By Lauren Roth, Orlando Sentinel
A Florida five-year-old who said she was stopped from praying over her school lunch has become a cause for a Texas-based religious liberty law firm.
Marcos Perez posted a video last week on YouTube showing his daughter, a kindergartner at Carillion Elementary in Oviedo, Fla., saying she was confronted when she bowed her head to pray at lunch.
“The lunch teacher said, ‘You’re not allowed to pray,’” said the girl, whose name has not been released by the family. “I said, ‘It’s good to pray.’ She said, ‘It’s not good.’”
The family said the incident happened during the week of March 10. Seminole County Public Schools officials say the principal, Analynn Jones, spoke to staff that could have been in the cafeteria at the time and could not find any evidence the incident occurred.
She was not contacted by Perez until late last Tuesday night, after the video had been posted, school officials said. She responded Wednesday.

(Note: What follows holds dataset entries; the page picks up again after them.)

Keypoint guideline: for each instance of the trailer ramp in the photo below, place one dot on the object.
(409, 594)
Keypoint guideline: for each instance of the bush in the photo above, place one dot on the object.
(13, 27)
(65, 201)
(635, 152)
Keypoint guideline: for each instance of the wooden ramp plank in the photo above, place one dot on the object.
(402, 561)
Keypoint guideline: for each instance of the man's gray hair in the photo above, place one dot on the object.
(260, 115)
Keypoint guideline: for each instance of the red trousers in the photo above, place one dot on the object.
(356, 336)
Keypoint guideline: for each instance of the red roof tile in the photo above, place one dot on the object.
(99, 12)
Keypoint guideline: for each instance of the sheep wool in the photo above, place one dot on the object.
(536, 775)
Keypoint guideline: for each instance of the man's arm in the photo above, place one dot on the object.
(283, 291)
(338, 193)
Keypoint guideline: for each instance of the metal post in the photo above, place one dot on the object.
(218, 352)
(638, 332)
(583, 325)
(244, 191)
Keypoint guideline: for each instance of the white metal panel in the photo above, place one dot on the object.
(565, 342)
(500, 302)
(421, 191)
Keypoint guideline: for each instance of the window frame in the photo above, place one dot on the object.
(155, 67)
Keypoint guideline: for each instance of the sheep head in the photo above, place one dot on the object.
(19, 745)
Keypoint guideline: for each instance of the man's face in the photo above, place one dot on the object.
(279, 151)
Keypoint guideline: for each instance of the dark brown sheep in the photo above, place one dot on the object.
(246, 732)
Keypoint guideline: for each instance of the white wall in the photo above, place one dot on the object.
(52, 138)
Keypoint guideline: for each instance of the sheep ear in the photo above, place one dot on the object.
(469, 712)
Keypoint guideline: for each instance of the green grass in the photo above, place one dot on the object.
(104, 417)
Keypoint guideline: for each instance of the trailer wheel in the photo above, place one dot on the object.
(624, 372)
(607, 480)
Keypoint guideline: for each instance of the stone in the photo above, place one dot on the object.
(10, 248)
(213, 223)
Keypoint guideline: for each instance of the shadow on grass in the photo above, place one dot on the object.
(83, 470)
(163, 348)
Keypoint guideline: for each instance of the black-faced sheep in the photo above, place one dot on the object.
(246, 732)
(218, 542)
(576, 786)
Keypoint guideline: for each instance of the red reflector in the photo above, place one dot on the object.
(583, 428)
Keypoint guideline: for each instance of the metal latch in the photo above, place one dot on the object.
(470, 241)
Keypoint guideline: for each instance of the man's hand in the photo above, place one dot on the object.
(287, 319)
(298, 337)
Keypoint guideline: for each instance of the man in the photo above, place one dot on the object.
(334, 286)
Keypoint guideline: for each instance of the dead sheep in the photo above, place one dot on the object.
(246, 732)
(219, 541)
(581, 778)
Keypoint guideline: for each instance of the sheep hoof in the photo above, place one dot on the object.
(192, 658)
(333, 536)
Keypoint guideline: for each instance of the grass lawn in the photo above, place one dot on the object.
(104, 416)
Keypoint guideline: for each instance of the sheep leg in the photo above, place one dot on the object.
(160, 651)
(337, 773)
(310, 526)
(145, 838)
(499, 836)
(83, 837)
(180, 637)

Jones made it clear to staff that students do have the right to pray in school, said district spokesman Michael Lawrence.
“We don’t have a policy against student prayer at all,” he said. Both Lawrence and the parents’ lawyer said the staff member allegedly involved has not been identified to them.
After seeing the YouTube video, which was reported on by websites including theblaze.com, the Liberty Institute of Plano, Texas, contacted Perez and offered to represent the family.
The law firm is asking for an apology and a better investigation.
“The principal has pretty much dismissed this,” said Jeremiah Dys, a Liberty Institute lawyer working with the family. “The School Board really needs to take into consideration that students can pray over lunch in school.”
Lawrence said that because none of the adults recalled the incident occurring, the district must consider the possibility that “a child that age may have misinterpreted something.”
School officials have not interviewed the girl, who has been pulled from kindergarten at Carillon by her parents, who said they intend to home school her.
Her father is vice president of sales at Charisma House, a Lake Mary, Florida-based Christian book publisher. The company is currently promoting the book “God Less America: Real Stories from the Front Lines of the Attack on Traditional Values,” by Todd Starnes.
Dys said his law firm has not investigated the incident independently but has full faith in the child’s account.
“I don’t think a five-year-old girl is going to create or concoct a story like this,” he said.